JAKARTA - Kamar Dagang dan Industri (Kadin) menyayangkan rencana kenaikan harga eceren bahan bakar minyak bersubsidi urung diterapkan. Padahal, di tengah melambungnya harga minyak mentah dunia, penyesuaian harga eceran premium sangat realistis dilakukan. “Kita realistis saja, tidak mungkin BBM kita tidak naik, harus naik. Karena pada kenyatannya minyak dunia harganya naik terus, dan ini sesuatu yang tidak bisa dihindari. Kami dari kalangan usaha dan bisnis mendukung pemerintah segera menaikan harga BBM,” kata Ketua Umum Kadin Suryo Bambang Sulisto di Jakarta, Jumat (6/4).
Kadin memahami langkah pemerintah yang ingin menaikkan BBM. Sebab, memang tidak mungkin negara terus menerus menyubsidi harga premium, sementara subsidi yang ditujukan bagi kalangan tidak mampu justru dinikmati masyarakat kelas menengah ke atas. Banyak mobil mewah membeli premium, dan mereka-mereka inilah, menurut Suryo, yang berteriak paling depan kalau BBM dinaikkan.
Ia mengemukakan, Indonesia merupakan negara yang paling murah harga BBM-nya. Itu lantaran guyuran subsidi yang besar. Padahal negara yang lebih miskin dari Indonesia, seperti Filipina, harga jual BBM-nya telah menembus Rp 12 ribu per liter. “Bahkan Vietnam Rp 10 ribu per liter, kita malah masih Rp 4.500,” tandasnya.
Kadin juga tidak mempermasalahkan mengenai pasal tambahan dalam UU APBNP 2012 terkait dengan mekanisme baru untuk penyesuaian harga BBM. Bahkan, ia pernah mengusulkan salah satu penyesuain harga BBM yang diperkirakan dapat mencapai kenaikan hingga Rp 3.500 per liter.
Hanya, kata Suryo, jika benar-benar terjadi kenaikan, maka dana penghematan yang diperkirakan dapat mencapai Rp 100 triliun itu juga harus jelas penggunaannya. “Jadi kita setuju, tetapi kita juga harus tahu digunakan untuk apa,” katanya.
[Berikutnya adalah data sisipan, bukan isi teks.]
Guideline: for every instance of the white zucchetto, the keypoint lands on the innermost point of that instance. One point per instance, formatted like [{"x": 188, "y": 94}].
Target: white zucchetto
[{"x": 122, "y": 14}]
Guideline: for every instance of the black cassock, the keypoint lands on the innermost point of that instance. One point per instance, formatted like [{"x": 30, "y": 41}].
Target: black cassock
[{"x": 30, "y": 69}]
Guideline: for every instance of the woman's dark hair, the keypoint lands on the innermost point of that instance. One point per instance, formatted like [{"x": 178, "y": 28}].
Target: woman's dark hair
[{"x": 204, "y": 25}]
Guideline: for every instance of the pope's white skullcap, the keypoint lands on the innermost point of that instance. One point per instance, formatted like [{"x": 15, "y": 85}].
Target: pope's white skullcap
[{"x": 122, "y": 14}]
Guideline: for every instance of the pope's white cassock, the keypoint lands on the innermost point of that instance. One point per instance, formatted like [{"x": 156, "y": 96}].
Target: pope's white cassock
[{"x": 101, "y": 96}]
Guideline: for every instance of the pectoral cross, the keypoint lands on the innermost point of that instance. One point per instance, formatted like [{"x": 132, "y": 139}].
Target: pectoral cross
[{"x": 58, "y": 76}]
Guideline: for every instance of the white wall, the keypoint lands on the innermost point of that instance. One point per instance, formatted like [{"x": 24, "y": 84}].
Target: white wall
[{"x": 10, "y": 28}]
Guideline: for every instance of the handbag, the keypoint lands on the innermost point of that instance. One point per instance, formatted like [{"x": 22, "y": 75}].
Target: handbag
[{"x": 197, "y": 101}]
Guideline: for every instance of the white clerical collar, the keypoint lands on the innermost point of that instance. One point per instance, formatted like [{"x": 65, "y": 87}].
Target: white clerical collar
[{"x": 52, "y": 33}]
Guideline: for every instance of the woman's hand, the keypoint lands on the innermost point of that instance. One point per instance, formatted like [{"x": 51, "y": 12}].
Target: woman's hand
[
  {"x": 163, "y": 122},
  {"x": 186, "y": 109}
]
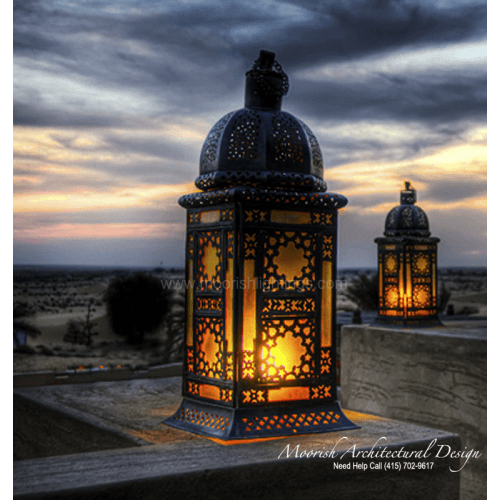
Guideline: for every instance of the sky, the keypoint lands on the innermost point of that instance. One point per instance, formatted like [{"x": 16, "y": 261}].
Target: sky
[{"x": 114, "y": 99}]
Dana penghematan itu dialihkan untuk pembangunan infrastruktur, pengembangan pemberdayaan UKM, pengentasan kemiskinan, serta peningkatan layanan kesehatan dan pendidikan.
Dalam pasal 7 ayat 6a UU APBNP 2012 disebutkan pemerintah berwenang untuk melakukan penyesuaian harga BBM bersubsidi dan kebijakan pendukung, apabila harga ICP dalam kurun waktu berjalan mengalami kenaikan atau penurunan lebih dari 15 persen dari asumsi harga ICP yang ditetapkan.
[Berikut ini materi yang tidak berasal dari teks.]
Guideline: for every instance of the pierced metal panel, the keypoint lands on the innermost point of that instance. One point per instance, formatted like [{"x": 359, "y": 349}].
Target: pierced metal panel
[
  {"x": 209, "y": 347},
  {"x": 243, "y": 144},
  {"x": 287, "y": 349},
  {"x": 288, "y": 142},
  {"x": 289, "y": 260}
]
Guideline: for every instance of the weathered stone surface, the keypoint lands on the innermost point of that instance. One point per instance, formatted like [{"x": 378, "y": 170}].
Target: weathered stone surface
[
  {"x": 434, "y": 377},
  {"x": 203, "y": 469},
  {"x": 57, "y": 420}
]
Sebelumnya, Menko Perekonomian Hatta mengatakan, kenaikan harga premium dapat diambil jika harga rataan ICP minyak dalam enam bulan terakhir telah mencapai USD 120,75 per barel. Harga ICP minyak dalam enam bulan terakhir masih dalam kisaran USD 116 per barel dan masih terjadi deviasi sebesar 11 persen dari asumsi yang ditetapkan dalam APBNP 2012 sebesar USD 105 per barel.
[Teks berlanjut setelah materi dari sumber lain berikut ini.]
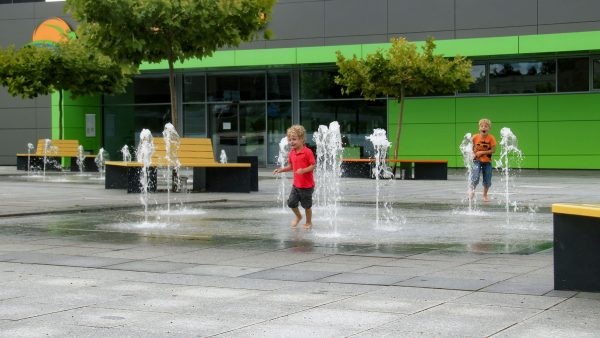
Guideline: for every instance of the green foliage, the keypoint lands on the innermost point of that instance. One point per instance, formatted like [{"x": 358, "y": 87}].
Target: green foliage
[
  {"x": 403, "y": 70},
  {"x": 134, "y": 31}
]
Kendati demikian, Hatta menjelaskan, kenaikan tersebut merupakan opsi terakhir. “Dalam pasal 7 ayat 6a, pemerintah diberikan kewenangan. Kewenangan itu juga tidak mewajibkan kita naik. Saya ingin menegaskan pada sisi itu. Kewenangan itu boleh kita pakai, boleh tidak kita pakai,” kata dia.
Menteri ESDM Jero Wacik menyebutkan deviasi sebesar 15 persen dapat terjadi apabila pada April harga rataan ICP minyak mencapai USD 134,64 per barel. “Kalau ICP April selama sebulan USD 134,64 per barel, maka angka 15 persen di atas ICP bisa terlewati dan bisa menaikkan harga. Tapi kalau kewenangannya sudah ada kan belum tentu juga naik,” tuturnya.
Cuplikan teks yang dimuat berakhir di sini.